After two meetings with sub-Cabinet officials, Atherton tonight requested a meeting with Prime Minister Menachem Begin and met with Begin and Foreign Minister Moshe Dayan at the prime minister's home.

The unscheduled session appeared designed to apply pressure on the legal experts with whom the U.S. envoy had been talking.

"It looks like he realized after two meetings he wasn't getting very far, and it was time to go to higher authorities," said an Israeli government source.

After the 1 1/2-hour meeting, Atherton told reporters he reviewed with Begin "the purpose of the subject" of the earlier meetings, as well as conducting a general review of the Middle East situation. He said he gave Begin no formal message from President Carter.

Atherton, who was accompanied by State Department adviser Herbert Hansell, said the meeting was "perfectly natural" and not prompted by any developments or lack of progress in the talks.

Emerging from one of a series of meetings earlier in the day, Atherton said laconically, "Clearly, these are going to be continuing and on-going discussions."

The Israeli Foreign Ministry, by distancing itself from the Atherton mission, appeared to cast doubt on what could be accomplished between now and the weekend, when Atherton is expected to leave.

When asked why the Foreign Ministry was putting such a low profile on the meeting, a ministry official said, "The lower we keep our expectations, the smaller will be the disappointment later."

Israel's participation in the Atherton talks is being directed by Begin's office instead of the Foreign Ministry.

Israeli sources said that if Atherton did not bring substantial changes in the U.S. interpretation of two disputed articles of the compromise Egyptian-Israeli draft treaty, there will be little chance of a breakthrough without another meeting at the ministerial level.

The disputed articles deal with Egypt's demand for a mandatory review of the Sinai Peninsula security arrangements five years after the signing of the treaty, and Egypt's attempt to soften a treaty provision assuring that the pact would supercede mutual defense agreements between Egypt and other Arab states.

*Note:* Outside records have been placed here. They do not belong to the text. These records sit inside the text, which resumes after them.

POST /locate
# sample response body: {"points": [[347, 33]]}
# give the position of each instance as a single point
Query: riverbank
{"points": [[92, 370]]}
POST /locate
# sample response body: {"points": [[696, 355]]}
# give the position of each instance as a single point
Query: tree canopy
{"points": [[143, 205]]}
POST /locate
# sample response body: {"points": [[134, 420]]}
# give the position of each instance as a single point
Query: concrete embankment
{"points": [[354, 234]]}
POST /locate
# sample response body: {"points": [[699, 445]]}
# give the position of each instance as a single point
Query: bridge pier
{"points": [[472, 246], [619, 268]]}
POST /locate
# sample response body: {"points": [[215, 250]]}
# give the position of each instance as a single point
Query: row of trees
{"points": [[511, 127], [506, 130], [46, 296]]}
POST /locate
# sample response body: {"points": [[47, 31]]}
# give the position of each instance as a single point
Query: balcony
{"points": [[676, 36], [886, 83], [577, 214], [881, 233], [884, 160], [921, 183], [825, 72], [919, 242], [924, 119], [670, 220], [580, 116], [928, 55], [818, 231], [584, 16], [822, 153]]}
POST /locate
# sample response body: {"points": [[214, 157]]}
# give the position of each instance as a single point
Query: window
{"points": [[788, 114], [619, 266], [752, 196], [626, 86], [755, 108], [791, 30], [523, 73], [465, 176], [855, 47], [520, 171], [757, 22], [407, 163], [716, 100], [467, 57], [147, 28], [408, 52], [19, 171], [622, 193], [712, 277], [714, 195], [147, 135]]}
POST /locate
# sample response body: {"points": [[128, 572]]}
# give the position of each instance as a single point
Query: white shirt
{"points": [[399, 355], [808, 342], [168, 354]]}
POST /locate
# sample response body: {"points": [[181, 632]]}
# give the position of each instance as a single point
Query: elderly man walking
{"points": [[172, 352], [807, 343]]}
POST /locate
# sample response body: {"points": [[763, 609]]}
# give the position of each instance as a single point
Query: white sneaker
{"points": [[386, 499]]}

U.S. and Israeli officials both stressed that the subject of new Israeli settlements on the West Bank of the Jordan River was not on the agenda of today's meetings.

On Sunday, Israeli officials confirmed that the government decided several weeks ago to establish three new paramilitary settlements in the Jordan Valley and the Gaza Strip, and to turn over to civilian settlers an outpost at the northern end of the Dead Sea.

The State Department yesterday said the U.S. Embassy in Tel Aviv had been asked to clarify "conflicting reports" about the settlements.

Since the Sept. 18 Camp David summit agreements, Israeli officials have talked of plans for new Jewish settlements, usually following strong right wing criticism that the prime minister is following a course that will inevitably lead to a Palestinian state in the West Bank.

None of them have yet materialized. First this was because of a three-month freeze on new settlements following the Camp David talks. Later, it was more the result of a shortage both of funds to build the outposts and of volunteers to inhabit them than from any reticence on the part of Begin, who repeatedly has emphasized Israel's right to settle in the occupied territories.

While the policy clearly states Israel's intentions, Israel has had to be content with programs to boost the population of existing settlements.